# Need HELP! Puppy appears to be too small



## jgarcia4988 (Jan 28, 2015)

I'm sure you guys have seen this thread repeatedly, and I've read a few, but I feel my situation is slightly different.

I was in search of a perfect GSD puppy in November and tried to go through a rescue. It took them 32 days to get back to my original request. They were the only one within my area and they didn't have an office where you could go in and look at dogs or speak to an employee. They placed these puppies/dogs in homes and then got them a good place to live. 

After about 28 days I got impatient at the lack of returned phone calls and answered emails so I got on Craigslist and found a puppy within my area. I spoke to the owner, who had just 2 left, and she assured me the puppy had the required immunizations and was 9 weeks old.
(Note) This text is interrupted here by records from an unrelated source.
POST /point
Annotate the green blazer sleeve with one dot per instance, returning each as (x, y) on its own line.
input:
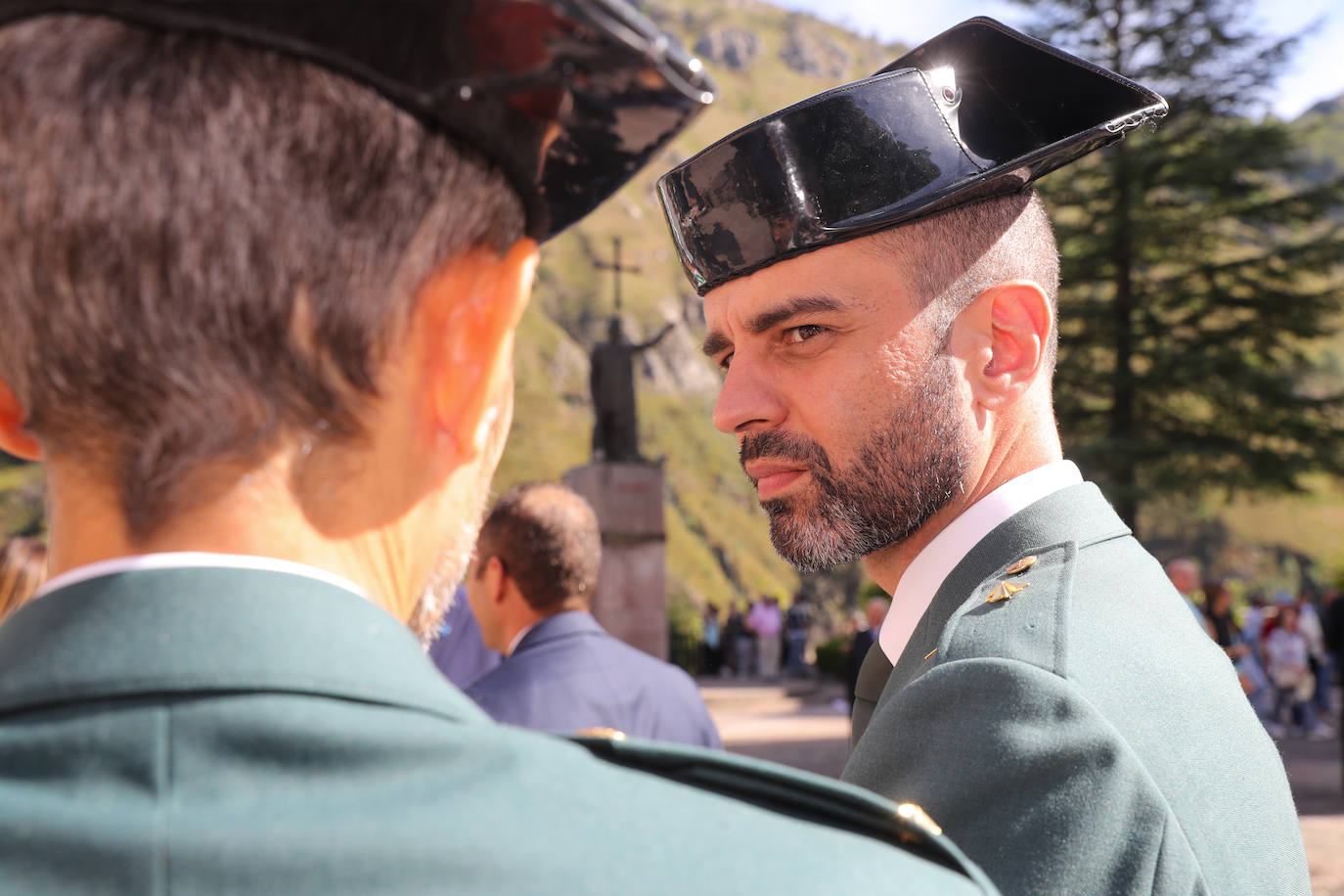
(1032, 776)
(1085, 735)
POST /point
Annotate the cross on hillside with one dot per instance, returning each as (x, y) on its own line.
(615, 267)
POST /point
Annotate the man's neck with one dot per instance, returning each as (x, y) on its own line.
(254, 517)
(523, 622)
(890, 563)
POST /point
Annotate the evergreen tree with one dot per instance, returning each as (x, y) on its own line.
(1199, 276)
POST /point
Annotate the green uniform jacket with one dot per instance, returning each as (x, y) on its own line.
(1084, 737)
(233, 731)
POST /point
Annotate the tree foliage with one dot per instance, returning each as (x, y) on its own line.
(1200, 276)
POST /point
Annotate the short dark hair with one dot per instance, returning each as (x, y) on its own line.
(210, 247)
(549, 542)
(955, 255)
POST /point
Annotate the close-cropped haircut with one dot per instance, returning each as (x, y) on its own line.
(210, 247)
(547, 539)
(952, 256)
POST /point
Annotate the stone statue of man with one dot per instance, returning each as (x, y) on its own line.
(615, 431)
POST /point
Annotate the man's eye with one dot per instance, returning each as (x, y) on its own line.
(802, 334)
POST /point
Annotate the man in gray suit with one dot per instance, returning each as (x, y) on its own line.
(887, 330)
(531, 587)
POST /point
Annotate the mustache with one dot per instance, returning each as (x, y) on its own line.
(786, 446)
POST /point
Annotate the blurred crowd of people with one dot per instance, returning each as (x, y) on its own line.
(1286, 649)
(757, 640)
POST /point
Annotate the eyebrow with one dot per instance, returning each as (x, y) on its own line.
(715, 341)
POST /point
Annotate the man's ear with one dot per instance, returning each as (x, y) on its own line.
(1013, 324)
(470, 309)
(14, 438)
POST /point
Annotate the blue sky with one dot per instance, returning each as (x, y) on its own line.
(1316, 71)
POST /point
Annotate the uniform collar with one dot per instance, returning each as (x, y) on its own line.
(194, 559)
(195, 630)
(931, 565)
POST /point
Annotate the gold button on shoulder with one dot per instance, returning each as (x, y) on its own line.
(1005, 591)
(919, 819)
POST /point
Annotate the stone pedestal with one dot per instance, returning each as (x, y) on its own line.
(631, 600)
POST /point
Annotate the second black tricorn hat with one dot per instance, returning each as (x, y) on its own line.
(980, 111)
(567, 97)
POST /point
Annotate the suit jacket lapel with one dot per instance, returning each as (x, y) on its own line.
(1078, 514)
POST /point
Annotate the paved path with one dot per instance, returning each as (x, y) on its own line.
(797, 724)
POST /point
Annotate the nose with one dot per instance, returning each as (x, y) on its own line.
(747, 402)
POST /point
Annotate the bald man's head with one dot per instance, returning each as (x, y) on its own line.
(547, 539)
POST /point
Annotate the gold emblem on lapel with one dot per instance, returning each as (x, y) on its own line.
(1005, 590)
(919, 819)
After seeing the puppies my girlfriend, who lives with me, wanted one so we went ahead and made it happen. The owner told me she would get me all the necessary paperwork later (it was only suppose to be a viewing, we didn't intend on actually taking one and it was done at a secure, seperate place). Well after I asked for all records the lady stopped speaking to me completely. She did send me pics of her two GSDs that supposedly bred my pup, the picture appeared to be in the same backyard that Roxie (my pup) was in when they sent pictures of her, and both appeared to be GSDs. 

I take her to the vet the second day I had her only to find out she had worms. She also weighed 4.1 pounds. I didn't know if this was normal because I've never owned a puppy before. Fast forward to today, she is extremely healthy and happy (I think they beat her because it took a while for her to kick the lowered ears, tucked tail when making to her head to pet her) and we love her to death. Problem is that, by the previous owner's timeline of 9 weeks old, she should be 20 weeks old. We just got back from the vet yesterday and she weighed all of 17.5 pounds. We have followed the vet's instructions on feeding and amount (use Science Diet puppy, large breed). In the past 3 weeks she has hit a spurt and is exactly double in size but that is entirely too small for a 20 week old puppy. It's not even half the size of the projected weight for the dog!!! I have looked up pictures and size estimates of puppies and the way Roxie looked when I got her and the weight she had, it's consistent with a 4-5 week old GSD. 

Is it reasonable to expect that my GSD is actually 15-16 weeks instead of 20 weeks? Even then, she's small for her age. But it isn't as bad as it is if she truly is 20 weeks old. I've attached a couple of pictures.


----------



## Castlemaid (Jun 29, 2006)

Hard to tell from these pictures - some GSDs are very small as pups, but later catch up. - Not that unusual for a female to be on the small side, like 50 - 60 lbs all grown up. 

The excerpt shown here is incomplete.